One of it most useful features is the [QDF mode](https://qpdf.readthedocs.io/en/stable/qdf.html) that can convert any PDF file to a human-readable, decompressed & annotated new PDF document:

```
qpdf --qdf doc.pdf doc-qdf.pdf
```

This is extremely useful to peek into the PDF document structure.

### pdfly
`pdfly` is a very handy CLI tool to manipulate PDF files: [py-pdf/pdfly](https://github.com/py-pdf/pdfly?tab=readme-ov-file#usage).

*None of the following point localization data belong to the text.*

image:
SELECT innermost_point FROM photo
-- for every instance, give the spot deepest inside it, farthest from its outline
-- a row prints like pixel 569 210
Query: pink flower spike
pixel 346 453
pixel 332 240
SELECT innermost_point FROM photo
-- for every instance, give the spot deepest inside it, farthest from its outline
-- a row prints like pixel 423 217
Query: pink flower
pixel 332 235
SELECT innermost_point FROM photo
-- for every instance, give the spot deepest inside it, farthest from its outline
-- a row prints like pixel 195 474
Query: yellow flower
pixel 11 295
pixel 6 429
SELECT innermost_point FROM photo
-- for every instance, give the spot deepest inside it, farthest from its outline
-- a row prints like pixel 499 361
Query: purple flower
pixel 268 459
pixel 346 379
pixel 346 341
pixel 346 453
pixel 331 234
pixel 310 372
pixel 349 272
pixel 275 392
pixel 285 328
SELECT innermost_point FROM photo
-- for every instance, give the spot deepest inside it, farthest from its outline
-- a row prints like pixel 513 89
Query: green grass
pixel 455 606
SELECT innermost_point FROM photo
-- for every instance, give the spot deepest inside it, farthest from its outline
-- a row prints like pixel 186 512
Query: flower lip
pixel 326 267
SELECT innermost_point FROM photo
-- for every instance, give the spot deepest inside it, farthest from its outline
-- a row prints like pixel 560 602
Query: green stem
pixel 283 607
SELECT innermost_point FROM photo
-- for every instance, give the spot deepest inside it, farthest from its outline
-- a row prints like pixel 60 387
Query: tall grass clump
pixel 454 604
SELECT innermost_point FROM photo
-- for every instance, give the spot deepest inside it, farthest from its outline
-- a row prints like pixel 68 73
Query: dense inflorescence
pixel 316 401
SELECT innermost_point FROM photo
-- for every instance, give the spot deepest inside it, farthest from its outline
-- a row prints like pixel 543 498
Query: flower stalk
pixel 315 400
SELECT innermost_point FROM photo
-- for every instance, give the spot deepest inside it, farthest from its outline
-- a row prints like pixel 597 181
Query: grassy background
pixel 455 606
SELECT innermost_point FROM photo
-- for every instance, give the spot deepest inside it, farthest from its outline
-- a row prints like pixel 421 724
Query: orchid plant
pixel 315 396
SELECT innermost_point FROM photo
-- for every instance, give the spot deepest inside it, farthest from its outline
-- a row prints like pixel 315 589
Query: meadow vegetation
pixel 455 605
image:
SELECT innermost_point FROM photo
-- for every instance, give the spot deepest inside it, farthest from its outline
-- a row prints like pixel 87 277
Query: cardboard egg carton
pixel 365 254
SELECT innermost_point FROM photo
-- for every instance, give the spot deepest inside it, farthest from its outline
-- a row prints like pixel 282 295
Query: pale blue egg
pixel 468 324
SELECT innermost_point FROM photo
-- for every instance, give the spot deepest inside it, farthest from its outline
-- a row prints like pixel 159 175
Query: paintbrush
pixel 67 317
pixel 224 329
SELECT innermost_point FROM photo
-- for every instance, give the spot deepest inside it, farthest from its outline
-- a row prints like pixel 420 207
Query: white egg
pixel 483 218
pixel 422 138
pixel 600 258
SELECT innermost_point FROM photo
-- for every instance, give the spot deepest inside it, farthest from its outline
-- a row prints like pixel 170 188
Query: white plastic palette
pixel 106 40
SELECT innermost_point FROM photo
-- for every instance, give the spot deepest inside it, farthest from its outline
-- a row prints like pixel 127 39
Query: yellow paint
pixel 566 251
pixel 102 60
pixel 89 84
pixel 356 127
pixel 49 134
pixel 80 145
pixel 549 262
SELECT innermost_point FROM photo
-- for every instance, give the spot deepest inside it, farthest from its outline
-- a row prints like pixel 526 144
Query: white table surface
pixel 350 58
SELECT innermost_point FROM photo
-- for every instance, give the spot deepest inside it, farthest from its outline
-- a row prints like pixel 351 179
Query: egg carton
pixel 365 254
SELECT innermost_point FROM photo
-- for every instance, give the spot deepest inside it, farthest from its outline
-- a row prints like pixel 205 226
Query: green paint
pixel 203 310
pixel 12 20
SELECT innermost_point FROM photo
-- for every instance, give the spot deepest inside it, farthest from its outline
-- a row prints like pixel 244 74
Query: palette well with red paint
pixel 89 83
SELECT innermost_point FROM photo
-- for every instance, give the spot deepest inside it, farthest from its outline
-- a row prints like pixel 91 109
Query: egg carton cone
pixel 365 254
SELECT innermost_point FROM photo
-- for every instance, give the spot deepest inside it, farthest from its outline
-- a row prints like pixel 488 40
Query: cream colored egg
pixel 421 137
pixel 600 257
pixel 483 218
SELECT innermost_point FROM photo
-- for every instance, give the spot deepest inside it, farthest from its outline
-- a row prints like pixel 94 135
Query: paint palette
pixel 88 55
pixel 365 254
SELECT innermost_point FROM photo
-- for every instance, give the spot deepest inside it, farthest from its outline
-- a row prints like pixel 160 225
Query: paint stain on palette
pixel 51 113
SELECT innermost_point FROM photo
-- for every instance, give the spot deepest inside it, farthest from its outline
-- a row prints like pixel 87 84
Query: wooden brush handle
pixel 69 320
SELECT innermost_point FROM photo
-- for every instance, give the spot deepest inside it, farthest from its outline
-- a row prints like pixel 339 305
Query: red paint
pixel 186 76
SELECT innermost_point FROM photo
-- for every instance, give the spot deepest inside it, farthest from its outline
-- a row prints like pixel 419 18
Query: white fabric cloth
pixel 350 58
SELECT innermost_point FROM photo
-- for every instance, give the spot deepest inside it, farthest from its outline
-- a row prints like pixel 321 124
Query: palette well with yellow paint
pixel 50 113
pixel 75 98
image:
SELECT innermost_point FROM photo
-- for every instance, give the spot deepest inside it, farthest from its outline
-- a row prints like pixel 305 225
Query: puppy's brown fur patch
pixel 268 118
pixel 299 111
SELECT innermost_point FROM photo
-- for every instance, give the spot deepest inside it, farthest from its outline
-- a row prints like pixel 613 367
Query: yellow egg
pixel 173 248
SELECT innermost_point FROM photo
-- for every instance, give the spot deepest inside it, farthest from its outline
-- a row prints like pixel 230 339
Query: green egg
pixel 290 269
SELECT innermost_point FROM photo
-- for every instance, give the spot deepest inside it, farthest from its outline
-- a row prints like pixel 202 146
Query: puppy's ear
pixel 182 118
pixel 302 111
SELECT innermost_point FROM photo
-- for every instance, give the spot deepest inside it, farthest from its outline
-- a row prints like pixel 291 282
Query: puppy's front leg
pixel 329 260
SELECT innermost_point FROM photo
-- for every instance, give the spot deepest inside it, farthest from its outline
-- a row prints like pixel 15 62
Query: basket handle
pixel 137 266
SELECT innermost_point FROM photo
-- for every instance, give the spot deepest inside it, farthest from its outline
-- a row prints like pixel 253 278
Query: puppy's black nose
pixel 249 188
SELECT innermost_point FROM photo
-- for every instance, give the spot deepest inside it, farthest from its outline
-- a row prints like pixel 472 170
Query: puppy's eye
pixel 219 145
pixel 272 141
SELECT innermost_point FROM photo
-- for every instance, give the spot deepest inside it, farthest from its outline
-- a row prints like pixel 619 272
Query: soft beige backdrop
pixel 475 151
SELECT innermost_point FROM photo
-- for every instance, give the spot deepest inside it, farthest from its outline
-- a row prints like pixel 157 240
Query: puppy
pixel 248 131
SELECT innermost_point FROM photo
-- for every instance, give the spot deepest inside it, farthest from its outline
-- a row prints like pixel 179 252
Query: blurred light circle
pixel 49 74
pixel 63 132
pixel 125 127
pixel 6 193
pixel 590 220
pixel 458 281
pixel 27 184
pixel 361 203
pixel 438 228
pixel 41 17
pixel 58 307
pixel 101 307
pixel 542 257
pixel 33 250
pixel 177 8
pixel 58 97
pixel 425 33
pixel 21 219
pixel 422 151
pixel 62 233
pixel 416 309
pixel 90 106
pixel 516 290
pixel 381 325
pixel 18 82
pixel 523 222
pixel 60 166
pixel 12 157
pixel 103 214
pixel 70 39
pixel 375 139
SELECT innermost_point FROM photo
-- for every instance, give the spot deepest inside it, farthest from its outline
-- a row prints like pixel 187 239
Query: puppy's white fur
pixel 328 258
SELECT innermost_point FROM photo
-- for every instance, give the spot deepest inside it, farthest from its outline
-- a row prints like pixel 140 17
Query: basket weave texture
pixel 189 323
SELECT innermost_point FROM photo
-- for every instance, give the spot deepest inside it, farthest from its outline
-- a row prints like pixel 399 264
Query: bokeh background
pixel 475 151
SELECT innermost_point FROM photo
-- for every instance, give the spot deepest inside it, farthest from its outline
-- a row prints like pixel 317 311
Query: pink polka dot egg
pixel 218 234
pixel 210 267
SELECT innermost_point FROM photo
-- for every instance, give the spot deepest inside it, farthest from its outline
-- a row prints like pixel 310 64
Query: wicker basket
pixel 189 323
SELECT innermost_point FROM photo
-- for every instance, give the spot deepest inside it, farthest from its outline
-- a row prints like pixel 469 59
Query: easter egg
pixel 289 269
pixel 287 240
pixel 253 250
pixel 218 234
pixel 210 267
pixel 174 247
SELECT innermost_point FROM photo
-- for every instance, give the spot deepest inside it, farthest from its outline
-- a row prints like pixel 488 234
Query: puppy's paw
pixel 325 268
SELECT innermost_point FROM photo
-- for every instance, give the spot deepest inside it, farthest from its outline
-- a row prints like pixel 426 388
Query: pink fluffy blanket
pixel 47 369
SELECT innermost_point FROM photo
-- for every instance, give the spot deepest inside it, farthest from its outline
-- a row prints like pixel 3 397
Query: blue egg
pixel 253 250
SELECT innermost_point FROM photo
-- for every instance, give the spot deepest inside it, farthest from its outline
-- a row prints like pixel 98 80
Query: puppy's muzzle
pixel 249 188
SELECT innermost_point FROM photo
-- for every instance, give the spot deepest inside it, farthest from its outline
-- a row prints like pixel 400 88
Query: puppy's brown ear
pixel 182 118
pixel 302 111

Those are some very useful commands:

* `cat`: concatenate pages from PDF files into a single PDF file
* `meta`: show metadata of a PDF file
* `x2pdf`: convert one or more files to PDF. Each file is a page.
* `update-offsets`: rebuild a PDF xref table. This is allows to manually edit a PDF file in a text editor, and then fix its xref table so that a PDF viewer will be able to open it.

A **xref table** is basically an index of the document internal sections.
When manually modifying a PDF file (for example one produced by `qpdf --qdf`),
if the characters count in any of its sections changes, the xref table must be rebuilt.